BOJACK IS GONE AND EVERYTHING IS WORSE NOW


BY Marc-Daniel Sidarous

BoJack is gone and everything is worse now.

Sad Dog.

When I first started watching BoJack Horseman on Netflix I thought it was going to be a dumb show about a Hollywood celebrity that happened to be a horse. Boy was I wrong. It’s a smart and poignant show about a Hollywoo celebrity that happens to be a horse. Season 6 is a perfect way for us to say goodbye to our favourite characters and for them to say goodbye to each other. Raphael Bob-Waksberg expertly balances a show that deals with emotionally tumultuous topics like death, regret, love, family, and depression while leaving room for brevity and laughter. Season 6, Episode 4’s Surprise! is a perfect example of that balancing act in action.

BoJack, like many contemporary prestige (and non-prestige) television shows, splits its ultimate season into two parts. Part one was released at the end of October last year while part two was released at the end of January.

What is this, a crossover episode?’

So, let’s start at the beginning. The best place to start. We left season five with BoJack finally being checked into rehab for his crippling alcohol and drug addiction. In the new season we see his struggle with becoming sober (including climbing the literal ‘Metaphor Mountain’). Unlike the old BoJack, rehab BoJack isn’t giving up. We see a montage of BoJack’s failures that eventually transform into successes. He faces hurdles while in rehab, like going to a high-school party full of alcohol to get an escaped 17-year old mother back to the Malibu facility. During his time in rehab, we also learn of the tragic story of how BoJack became dependent on alcohol. It’s a brutal reminder that we can never escape our past. We can learn from it and try to grow from it, but we will always be moulded by it.

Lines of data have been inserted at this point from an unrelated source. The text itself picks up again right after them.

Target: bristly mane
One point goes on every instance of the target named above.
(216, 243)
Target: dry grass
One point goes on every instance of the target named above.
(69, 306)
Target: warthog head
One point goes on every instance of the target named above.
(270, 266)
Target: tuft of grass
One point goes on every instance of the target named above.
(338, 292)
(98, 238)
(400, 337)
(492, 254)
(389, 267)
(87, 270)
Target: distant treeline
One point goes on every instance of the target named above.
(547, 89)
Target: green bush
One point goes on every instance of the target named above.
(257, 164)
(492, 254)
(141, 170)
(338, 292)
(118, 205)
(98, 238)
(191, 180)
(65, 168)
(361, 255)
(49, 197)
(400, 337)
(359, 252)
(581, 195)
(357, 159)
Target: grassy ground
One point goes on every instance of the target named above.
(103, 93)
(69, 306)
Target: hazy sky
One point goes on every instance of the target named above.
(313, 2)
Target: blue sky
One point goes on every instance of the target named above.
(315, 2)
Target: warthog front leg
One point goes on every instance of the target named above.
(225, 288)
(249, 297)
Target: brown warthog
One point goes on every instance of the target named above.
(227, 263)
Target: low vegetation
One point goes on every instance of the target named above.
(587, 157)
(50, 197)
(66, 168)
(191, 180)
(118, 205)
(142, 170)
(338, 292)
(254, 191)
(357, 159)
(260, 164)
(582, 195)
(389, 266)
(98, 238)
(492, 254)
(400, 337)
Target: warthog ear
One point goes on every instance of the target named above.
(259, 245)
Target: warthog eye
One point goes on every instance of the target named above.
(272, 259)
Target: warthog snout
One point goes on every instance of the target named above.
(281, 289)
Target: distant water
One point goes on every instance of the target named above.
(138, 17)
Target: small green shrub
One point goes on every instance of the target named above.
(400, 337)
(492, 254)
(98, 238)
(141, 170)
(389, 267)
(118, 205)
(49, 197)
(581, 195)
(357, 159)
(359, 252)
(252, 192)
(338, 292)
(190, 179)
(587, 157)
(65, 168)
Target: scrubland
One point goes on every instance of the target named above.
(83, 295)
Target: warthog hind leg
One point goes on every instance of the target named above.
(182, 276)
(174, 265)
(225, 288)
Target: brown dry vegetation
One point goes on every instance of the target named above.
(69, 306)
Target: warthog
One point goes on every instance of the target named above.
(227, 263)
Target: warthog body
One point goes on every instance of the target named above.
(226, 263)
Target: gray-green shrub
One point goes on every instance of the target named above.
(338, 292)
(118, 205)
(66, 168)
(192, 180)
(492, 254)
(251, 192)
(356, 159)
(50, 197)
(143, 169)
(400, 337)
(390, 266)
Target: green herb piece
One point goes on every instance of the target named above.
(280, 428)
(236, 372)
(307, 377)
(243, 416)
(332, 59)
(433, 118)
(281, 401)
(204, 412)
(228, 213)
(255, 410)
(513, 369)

If I were to boil down season 6 to only one theme that would be it: you cannot escape your past. It’s reoccurring and ever-present in all the characters this year. From Mr Peanutbutter cheating on his fiancée Pickles (plus his relationship history more generally), to Diane’s struggle with depression and her perceived inability to reconcile her trauma from her youth with happiness she feels is undeserving for her with Guy, Princess Caroline’s search for career success while grappling with relationship failures and her newly formed status as a mother, to Todd’s quest to reconcile his relationship with his estranged mother.

What happened in the past may not be your fault or it may be entirely your fault; the one constant is you cannot escape it.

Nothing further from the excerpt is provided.